Descontando-se uns poucos católicos e outros marginais de todos os países, que o Sr. Carpeaux chama gentilmente de "buona gente", diz S. Sa. que "a imensa maioria da humanidade atual acredita que o futuro pertence, deste ou daquele modo, ao socialismo".

Essa imensa maioria inclui, evidentemente, os milhões de criaturas humanas que deste ou daquele modo se acham escravizadas ao socialismo na Rússia, na China, na Europa de além cortina de ferro e na Ásia de além cortina de bambu, bem como na África de Nasser e de Boumedienne, na Cuba de Fidel Castro, etc.

Um país que se diz democrático como o Brasil, continua o Sr. Carpeaux, devia portanto ficar satisfeito com a existência de um partido socialista democrático. Pois, se se estrangular — como querem alguns políticos — o pequeno partido socialista brasileiro, "então não haverá socialismo democrático no Brasil, mas só o não-democrático", o que o articulista classifica como "erro suicida".

Ora, "socialismo democrático" é não só uma contradição nos termos, mas também uma grande mistificação que conduz exatamente ao totalitarismo de Estado: "Uma sã democracia, fundada sobre os imutáveis princípios da lei natural e das verdades reveladas, será resolutamente contraria àquela corrupção que atribui à legislação do Estado um poder sem freio nem limites, e que faz também do regime democrático, apesar das contrarias mas vãs aparências, um puro e simples sistema de absolutismo" (Pio XII na Radiomensagem do Natal de 1944).

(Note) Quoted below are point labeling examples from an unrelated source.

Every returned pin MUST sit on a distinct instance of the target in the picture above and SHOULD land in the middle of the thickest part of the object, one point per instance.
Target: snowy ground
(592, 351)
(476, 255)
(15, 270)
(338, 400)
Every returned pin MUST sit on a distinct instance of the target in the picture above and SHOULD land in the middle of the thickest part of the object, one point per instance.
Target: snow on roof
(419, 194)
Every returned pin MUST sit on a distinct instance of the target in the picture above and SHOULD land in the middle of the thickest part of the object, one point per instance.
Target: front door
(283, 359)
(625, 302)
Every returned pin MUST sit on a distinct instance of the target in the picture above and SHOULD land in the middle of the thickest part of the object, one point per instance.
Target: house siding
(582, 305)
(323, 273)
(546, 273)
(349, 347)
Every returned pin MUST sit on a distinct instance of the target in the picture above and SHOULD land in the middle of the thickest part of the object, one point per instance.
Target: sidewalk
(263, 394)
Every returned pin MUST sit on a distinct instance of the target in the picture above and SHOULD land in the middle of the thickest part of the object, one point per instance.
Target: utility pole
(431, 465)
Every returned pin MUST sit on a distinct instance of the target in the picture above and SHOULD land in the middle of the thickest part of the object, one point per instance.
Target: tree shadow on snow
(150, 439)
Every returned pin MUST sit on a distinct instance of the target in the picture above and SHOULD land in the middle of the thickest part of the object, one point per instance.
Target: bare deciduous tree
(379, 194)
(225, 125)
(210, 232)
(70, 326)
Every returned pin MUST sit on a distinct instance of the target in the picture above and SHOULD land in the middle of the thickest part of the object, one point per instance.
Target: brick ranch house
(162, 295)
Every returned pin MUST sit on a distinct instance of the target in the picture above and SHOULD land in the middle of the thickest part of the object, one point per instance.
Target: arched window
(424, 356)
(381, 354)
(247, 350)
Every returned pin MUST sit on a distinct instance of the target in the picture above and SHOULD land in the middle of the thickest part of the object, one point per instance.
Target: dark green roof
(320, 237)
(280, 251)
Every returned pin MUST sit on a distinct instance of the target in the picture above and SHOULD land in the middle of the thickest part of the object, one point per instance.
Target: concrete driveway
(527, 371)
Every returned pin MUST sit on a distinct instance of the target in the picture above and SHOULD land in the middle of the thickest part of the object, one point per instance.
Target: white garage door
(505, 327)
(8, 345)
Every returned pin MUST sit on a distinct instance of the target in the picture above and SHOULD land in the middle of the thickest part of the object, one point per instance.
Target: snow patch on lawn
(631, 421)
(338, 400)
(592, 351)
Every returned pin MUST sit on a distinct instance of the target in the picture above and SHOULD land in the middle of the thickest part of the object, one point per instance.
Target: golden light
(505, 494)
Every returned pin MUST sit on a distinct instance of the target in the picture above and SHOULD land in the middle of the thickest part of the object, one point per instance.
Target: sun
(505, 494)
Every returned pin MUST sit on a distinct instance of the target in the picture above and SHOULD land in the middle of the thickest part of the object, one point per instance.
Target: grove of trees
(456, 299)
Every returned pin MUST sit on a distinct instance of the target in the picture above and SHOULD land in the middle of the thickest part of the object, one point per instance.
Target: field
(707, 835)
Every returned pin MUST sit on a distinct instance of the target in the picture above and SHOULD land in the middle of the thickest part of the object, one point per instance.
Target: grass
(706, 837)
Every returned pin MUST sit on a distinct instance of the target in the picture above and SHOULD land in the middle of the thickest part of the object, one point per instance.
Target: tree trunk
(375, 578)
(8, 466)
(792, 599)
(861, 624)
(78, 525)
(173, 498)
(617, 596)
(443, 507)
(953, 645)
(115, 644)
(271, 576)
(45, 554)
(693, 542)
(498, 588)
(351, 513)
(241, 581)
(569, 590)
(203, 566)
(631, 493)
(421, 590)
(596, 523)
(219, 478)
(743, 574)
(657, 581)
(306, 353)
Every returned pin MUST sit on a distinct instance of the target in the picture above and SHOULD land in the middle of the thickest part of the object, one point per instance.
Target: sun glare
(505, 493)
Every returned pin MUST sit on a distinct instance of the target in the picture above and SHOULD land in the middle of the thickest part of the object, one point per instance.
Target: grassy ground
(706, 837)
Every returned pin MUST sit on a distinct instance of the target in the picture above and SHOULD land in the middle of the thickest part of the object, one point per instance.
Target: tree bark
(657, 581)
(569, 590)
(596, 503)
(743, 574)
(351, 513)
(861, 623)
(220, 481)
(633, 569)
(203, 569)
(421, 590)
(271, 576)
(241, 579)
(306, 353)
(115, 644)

O próprio Sr. Otto Maria Carpeaux reconhece que é o mesmo socialismo que "deste ou daquele modo" será implantado no mundo. O que varia não são os princípios, mas o modo de implantá-los, que pode ser violento ou não. No que diz respeito ao cerceamento da propriedade privada, por exemplo, a diferença que vai entre um e outro modo é idêntica à que medeia entre os processos do assaltante que nos invade o domicilio de metralhadora em punho, e do batedor de carteiras que jeitosamente nos arrebata o fruto de nosso trabalho mediante um abraço. Estamos, em princípio, diante do mesmo crime, cometido no primeiro caso com agravantes que lhe são extrínsecas. Quanto ao resultado, também é sempre o mesmo.

Perda da dignidade

A verdade é que o socialismo, seja de que espécie for, não pode ser concebido sem violência, quer a dos campos de concentração, quer a violência "legal" do moderno absolutismo parlamentar, e representa sempre a perda da dignidade humana: "Esta perda da dignidade humana, inevitável no sistema da produção socializada, julgam-na bem compensada (os socialistas) com a abundancia dos bens que, produzidos socialmente, serão distribuídos pelos indivíduos e permitirão a estes entregar-se livremente a uma vida mais cômoda e faustosa. Em consequência, a sociedade sonhada pelo socialismo não pode existir nem conceber-se sem violências manifestas". Assim escreveu Pio XI na Encíclica "Quadragesimo Anno", e "verba ejus manent in aeternum".

Estas são as fortíssimas razões que o Sr. Otto Maria Carpeaux teria que levar em consideração ao responder aos católicos que se mostram irredutivelmente contrários ao socialismo, seja de que espécie for, e sob que disfarce se apresente para enganar os incautos.